When accepting form submissions or even querystrings from the URL, you, as the developer should know what type of data is expected. What is best to do is write a little function to check it. Allow this function to accept a data value, data type expected and the maximum length of the data.

If the data is supposed to be a number, make sure it is, if it's an email, make sure it is, if it's free text, make sure you properly escape or cleanse the data before inserting it into your database.

Most every language has function to check in variables are integers or valid dates, there are plenty of regular expressions to check for email addresses, phone numbers, date formatting and such other predictably formatted data.

Also, look for strings or characters that could be used maliciously such as HTML brackets, ampersands, single quotations, the string "UNION", "SELECT", etc which are commonly used in SQL Injection attacks.

If you function picks up something breaking the rules, stop the processing of the page right there.

Regular Expressions are great for testing data input.

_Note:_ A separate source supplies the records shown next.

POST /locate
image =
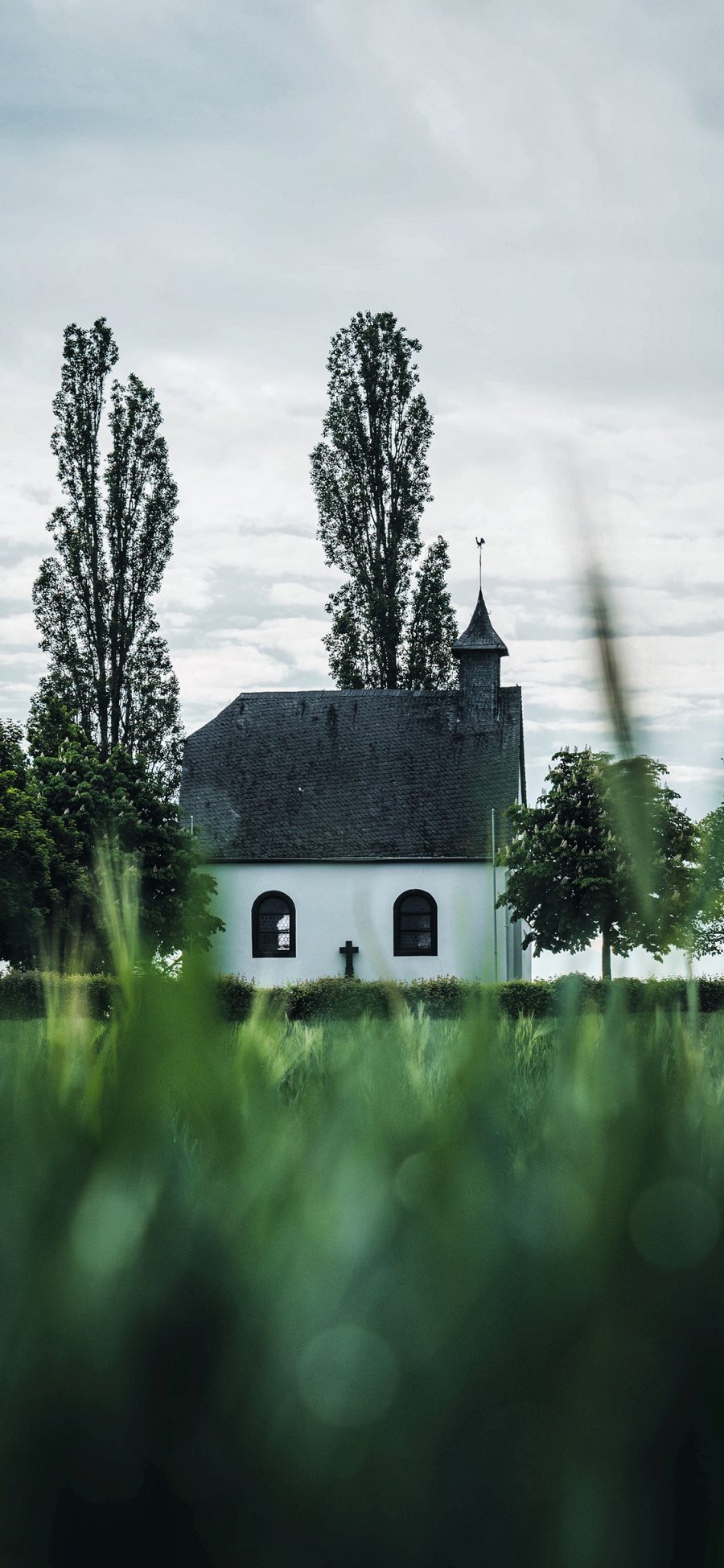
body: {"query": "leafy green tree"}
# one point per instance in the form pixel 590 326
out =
pixel 605 852
pixel 372 482
pixel 94 596
pixel 433 629
pixel 707 927
pixel 85 801
pixel 26 850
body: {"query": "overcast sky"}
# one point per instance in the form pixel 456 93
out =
pixel 533 187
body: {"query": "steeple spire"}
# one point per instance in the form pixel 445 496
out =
pixel 480 636
pixel 480 651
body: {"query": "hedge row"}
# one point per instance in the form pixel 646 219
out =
pixel 450 998
pixel 29 994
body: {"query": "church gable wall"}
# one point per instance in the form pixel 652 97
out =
pixel 355 902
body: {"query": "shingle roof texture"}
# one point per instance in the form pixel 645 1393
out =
pixel 350 775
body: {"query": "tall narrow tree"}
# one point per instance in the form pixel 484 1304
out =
pixel 94 596
pixel 372 482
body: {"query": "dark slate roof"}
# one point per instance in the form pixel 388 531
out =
pixel 350 775
pixel 480 636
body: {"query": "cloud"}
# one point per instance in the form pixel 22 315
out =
pixel 535 190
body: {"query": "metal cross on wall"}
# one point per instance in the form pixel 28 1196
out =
pixel 348 955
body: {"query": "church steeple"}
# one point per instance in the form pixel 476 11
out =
pixel 480 651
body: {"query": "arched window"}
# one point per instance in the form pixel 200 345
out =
pixel 416 922
pixel 273 925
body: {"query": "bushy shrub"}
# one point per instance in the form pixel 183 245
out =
pixel 27 993
pixel 24 994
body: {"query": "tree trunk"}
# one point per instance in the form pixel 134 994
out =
pixel 605 955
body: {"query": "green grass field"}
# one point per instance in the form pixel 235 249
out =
pixel 408 1292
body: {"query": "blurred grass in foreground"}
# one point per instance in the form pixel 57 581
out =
pixel 409 1292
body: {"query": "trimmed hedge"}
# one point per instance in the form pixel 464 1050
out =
pixel 450 998
pixel 26 994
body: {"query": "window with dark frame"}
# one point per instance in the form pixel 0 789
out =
pixel 416 924
pixel 273 927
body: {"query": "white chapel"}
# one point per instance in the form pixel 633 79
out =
pixel 355 831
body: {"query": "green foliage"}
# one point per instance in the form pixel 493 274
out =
pixel 395 1291
pixel 57 811
pixel 433 629
pixel 603 854
pixel 372 482
pixel 93 598
pixel 709 895
pixel 26 895
pixel 446 998
pixel 29 993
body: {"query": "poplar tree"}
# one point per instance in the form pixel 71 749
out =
pixel 372 484
pixel 94 596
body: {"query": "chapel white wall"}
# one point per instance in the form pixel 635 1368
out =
pixel 355 900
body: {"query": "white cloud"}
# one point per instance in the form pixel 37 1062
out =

They are very versatile and very powerful. On the downside, I have always had a very hard time committing the language to memory. To me it's very cryptic and complex. I have figured out enough to get some jobs done, or found some thanks to the internet. I will share a few basics with you here. In cases that you see X would be replaced with the maximum length of the input that would be accepted.

  • To check if some input is an integer, check it again this:
    "^[0-9-]{1,X}$"
  • To check for a string with no spaces, such as a querystring value:
    "[A-Z0-9_-]{1,X}$"
    this allow numbers, letters, underscore and dash.
  • Very simple email validation:
    "^[A-Z][\w\.-]*[A-Z0-9]@[A-Z][\w\.-]*[A-Z0-9]\.[A-Z][A-Z\.]*[A-Z]$"
  • Simple ###-###-#### phone number validation:
    "^[0-9]{3}-[0-9]{3}-[0-9]{4}$"
  • Simple ##/##/#### date validation allowing for one or two digits on month and date:
    "^[0-9]{1,2}\/[0-9]{1,2}\/[0-9]{4}$"

These should work for you and perhaps show you enough RegExp to perhaps hack and change to suit your needs.

As a general rule, if an input requirement doesn't fall within a predictable format type like the examples above, one should just check it against the maximum allowed length and then pass the string thru a function to render any possibly malicious characters encoded, escaped, or otherwise made harmless to your application.